The Dedaub team was the first to identify the re-entrancy error that could have resulted in the loss of user funds. They then informed the Uniswap development group. The DEX developer acknowledged the error, fixed it, and redeployed the Universal Router smart contracts across all of Polygon’s chains.
The Dedaub team noted that this weakness was introduced as a result of Uniswap’s decision to introduce the Universal Router, which combines NFTs and ERC-20 (fungible) tokens into a single swap router. According to their analysis, malicious actors could “embed a scripting language for all kinds of token actions.”
“Such commands could include transfers to third party (potentially untrusted) recipients. In a correct implementation, such a transfer should send to the recipient only what the call parameters specify. However, if third-party code is invoked at any point in the transfer (which manifests itself due to composition of protocols), the code can reenter the Universal Router and claim any tokens temporarily in the contract.”
After Uniswap re-deployed the Universal Router and added “a re-entrancy lock to the core execution,” funds are now secure.
Because of the way transfers are handled in account-based blockchains like Ethereum, the re-entrancy attack is a common smart contracting mistake. Hackers have discovered this flaw over time and have stolen hundreds of millions of tokens.
For context, it should be noted that a re-entrancy attack was used to lock millions of ETH in the first-ever DAO in Ethereum, causing the network to split into the longer-chain Ethereum and the proof-of-work Ethereum classic.

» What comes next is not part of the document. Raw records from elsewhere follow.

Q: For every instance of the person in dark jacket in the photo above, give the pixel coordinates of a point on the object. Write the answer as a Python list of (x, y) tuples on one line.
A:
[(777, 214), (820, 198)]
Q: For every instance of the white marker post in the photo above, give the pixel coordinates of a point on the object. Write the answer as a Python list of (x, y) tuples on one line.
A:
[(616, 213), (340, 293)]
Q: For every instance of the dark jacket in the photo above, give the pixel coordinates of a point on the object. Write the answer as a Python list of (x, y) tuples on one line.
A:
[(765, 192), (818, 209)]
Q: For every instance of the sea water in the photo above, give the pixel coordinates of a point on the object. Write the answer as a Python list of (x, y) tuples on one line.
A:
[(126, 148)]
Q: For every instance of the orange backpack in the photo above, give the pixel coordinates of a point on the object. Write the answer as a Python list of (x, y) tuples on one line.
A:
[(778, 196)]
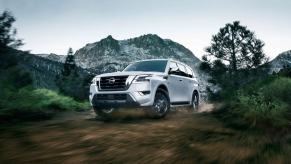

In order to take advantage of this weakness, the attacker starts an endless loop between the weak smart contracts and their smart contract, draining the latter’s holdings of money. Once the transaction is approved from the pool, the victim cannot recover funds because smart contracts are executed on an immutable base layer.
Dedaub was awarded a $40k bounty as part of the $3 million program that Uniswap announced.